Dauriat drew from his pocket the proof of the third article
and read it. Finot listened attentively, since it was destined for the second number of his Review; and, in his capacity as editor, he expressed exaggerated enthusiasm.

‘Gentlemen,’ he said. ‘If Bossuet were alive in our century he would not have written in different vein.’

‘You’re right there,’ said Merlin. ‘Today Bossuet would be a journalist.’

‘Here’s to Bossuet the Second!’ said Claude Vignon, raising his glass with an ironic bow to Lucien.

‘Here’s to my Christopher Columbus!’ Lucien replied, drinking a toast to Dauriat.

‘Bravo!’ Nathan shouted.

‘Who are you calling a bravo?’ asked Merlin spitefully, looking both at Finot and Lucien.

‘If you go on like this,’ said Dauriat, ‘we shan’t be able to follow your drift, and these gentlemen’ – he pointed to Matifat and Camusot – ‘won’t understand you. Joking is like cotton thread: it breaks when it’s too finely spun. That’s what Bonaparte said.’

‘Gentlemen,’ said Lousteau. ‘We are the witnesses of a grave, inconceivable, unprecedented and truly surprising event. Don’t you wonder at the rapidity with which our friend has changed from a provincial into a journalist?’

‘My children,’ said Finot, standing up with a bottle of champagne in his hand, ‘we have all protected and encouraged our host’s beginnings in a career in which he has surpassed our expectations. In two months he has won his spurs with the fine articles we have all read. I propose we give him his authentic christening as a journalist.’

‘And put a wreath of roses round his head in order to register his double victory!’ shouted Bixiou with a glance towards Coralie.

Coralie beckoned to Bérénice who went and fetched some old artificial flowers from the actresses’ boxes.
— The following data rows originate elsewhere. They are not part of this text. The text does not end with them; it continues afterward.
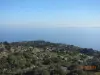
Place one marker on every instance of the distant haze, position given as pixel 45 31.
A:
pixel 83 37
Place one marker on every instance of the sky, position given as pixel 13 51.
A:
pixel 74 22
pixel 50 13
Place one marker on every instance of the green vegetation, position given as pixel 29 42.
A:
pixel 45 58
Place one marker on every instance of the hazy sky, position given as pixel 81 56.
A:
pixel 50 13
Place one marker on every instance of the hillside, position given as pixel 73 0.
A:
pixel 46 58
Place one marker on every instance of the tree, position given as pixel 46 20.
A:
pixel 7 45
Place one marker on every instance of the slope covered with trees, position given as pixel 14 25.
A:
pixel 46 58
A garland of roses was soon woven once the bulky chamber-maid had brought the flowers, with which the drunkest among them decked themselves grotesquely. Finot, the high priest of these ceremonies, poured a few drops of champagne on Lucien’s
fine fair head and with delightful gravity pronounced these sacramental words;

‘In the name of the Stamp-Duty, the Caution-Money and the Laying-on of Fines, I baptise thee journalist. May thy articles sit lightly upon thee!’
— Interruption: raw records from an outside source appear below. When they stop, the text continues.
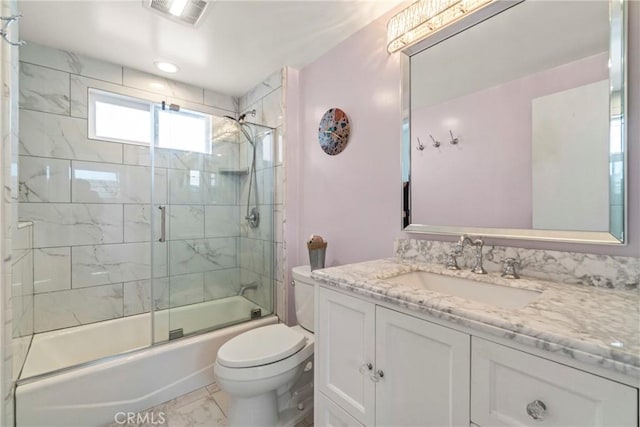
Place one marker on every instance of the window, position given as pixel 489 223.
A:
pixel 128 120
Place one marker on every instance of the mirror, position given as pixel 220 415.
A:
pixel 514 124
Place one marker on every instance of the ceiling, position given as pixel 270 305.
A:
pixel 234 46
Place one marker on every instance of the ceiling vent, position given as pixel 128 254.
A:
pixel 185 11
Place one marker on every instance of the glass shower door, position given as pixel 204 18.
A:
pixel 218 272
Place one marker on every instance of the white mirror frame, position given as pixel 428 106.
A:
pixel 618 13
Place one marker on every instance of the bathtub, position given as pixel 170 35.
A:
pixel 93 393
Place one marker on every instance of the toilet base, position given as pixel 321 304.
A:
pixel 257 412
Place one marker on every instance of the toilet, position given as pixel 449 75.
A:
pixel 268 372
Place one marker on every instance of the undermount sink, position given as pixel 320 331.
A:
pixel 497 295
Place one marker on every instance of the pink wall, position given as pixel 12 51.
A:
pixel 353 199
pixel 494 128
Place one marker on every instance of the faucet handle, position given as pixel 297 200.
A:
pixel 509 268
pixel 452 262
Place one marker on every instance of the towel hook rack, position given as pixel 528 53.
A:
pixel 4 32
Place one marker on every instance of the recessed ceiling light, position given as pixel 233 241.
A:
pixel 177 7
pixel 167 67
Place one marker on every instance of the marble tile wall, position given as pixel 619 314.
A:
pixel 565 267
pixel 261 249
pixel 90 201
pixel 22 280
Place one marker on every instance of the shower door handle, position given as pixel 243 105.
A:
pixel 163 223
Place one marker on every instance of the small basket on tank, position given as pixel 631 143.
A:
pixel 317 251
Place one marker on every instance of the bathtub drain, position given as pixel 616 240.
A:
pixel 175 333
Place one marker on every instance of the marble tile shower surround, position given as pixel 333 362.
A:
pixel 90 200
pixel 12 352
pixel 266 99
pixel 613 272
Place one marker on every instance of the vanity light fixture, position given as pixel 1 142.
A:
pixel 425 17
pixel 167 67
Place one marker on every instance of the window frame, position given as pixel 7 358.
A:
pixel 154 108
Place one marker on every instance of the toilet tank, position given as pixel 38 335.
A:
pixel 304 295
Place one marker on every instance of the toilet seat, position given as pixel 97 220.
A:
pixel 261 346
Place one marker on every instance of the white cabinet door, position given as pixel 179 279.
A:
pixel 512 388
pixel 425 371
pixel 328 414
pixel 344 347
‘… And be paid for without deduction for the blank spaces!’ added Merlin.

At this juncture Lucien observed the saddened faces of Michel Chrestien, Joseph Bridau and Fulgence Ridal who took up their hats and left amid jeering hurrahs.

‘Chrestien and Christians, they’re queer cattle!’ said Merlin.

‘Fulgence
was
a good chap,’ Lousteau replied. ‘But they’ve corrupted his morals.’

‘Who are they?’ asked Claude Vignon.

‘Some solemn young men,’ answered Blondet, ‘who gather together in a philosophical and religious conventicle in the rue des Quatre-Vents where they worry about the general destinies of Humanity.’

‘Oh! Oh! Oh!’

‘… They’re trying to find out whether humanity revolves on its own axis,’ Blondet continued, ‘or whether it’s moving forward. They were hard put to it to decide between rectilinear and parabolic motion, discovered that the Biblical triangle was nonsensical, and then some prophet or other rose among them who pronounced in favour of the spiral.’

‘Men may well league together to invent more dangerous absurdities,’ cried Lucien, trying to defend the Cénacle.

‘You may take such theories for idle words,’ said Félicien Vernou, ‘but the time comes when they are translated into rifle-shots and guillotines.’

‘As yet,’ said Blondet, ‘they’re still searching for the providential idea behind champagne, the humanitarian meaning of trousers and the tiny insect that makes the world go round. They put great men who have fallen – Vico, Saint-Simon, Fourier – on their feet again. I’m very much afraid they’re turning poor Joseph Bridau’s ideas upside-down.’

‘They’re responsible,’ said Lousteau, ‘for Bianchon, who comes from the same province and college as myself, giving me the cold shoulder.’

‘Are mental gymnastics and orthopaedy taught there?’ asked Merlin.

‘That could be,’ Finot replied, ‘since Bianchon is inclined to take to their moonshine.’

‘All the same,’ said Lousteau, ‘he’ll make a great doctor.’

‘Isn’t d’Arthez their nominal leader,’ said Nathan, ‘a young fellow who’s destined to swallow us up in one gulp?’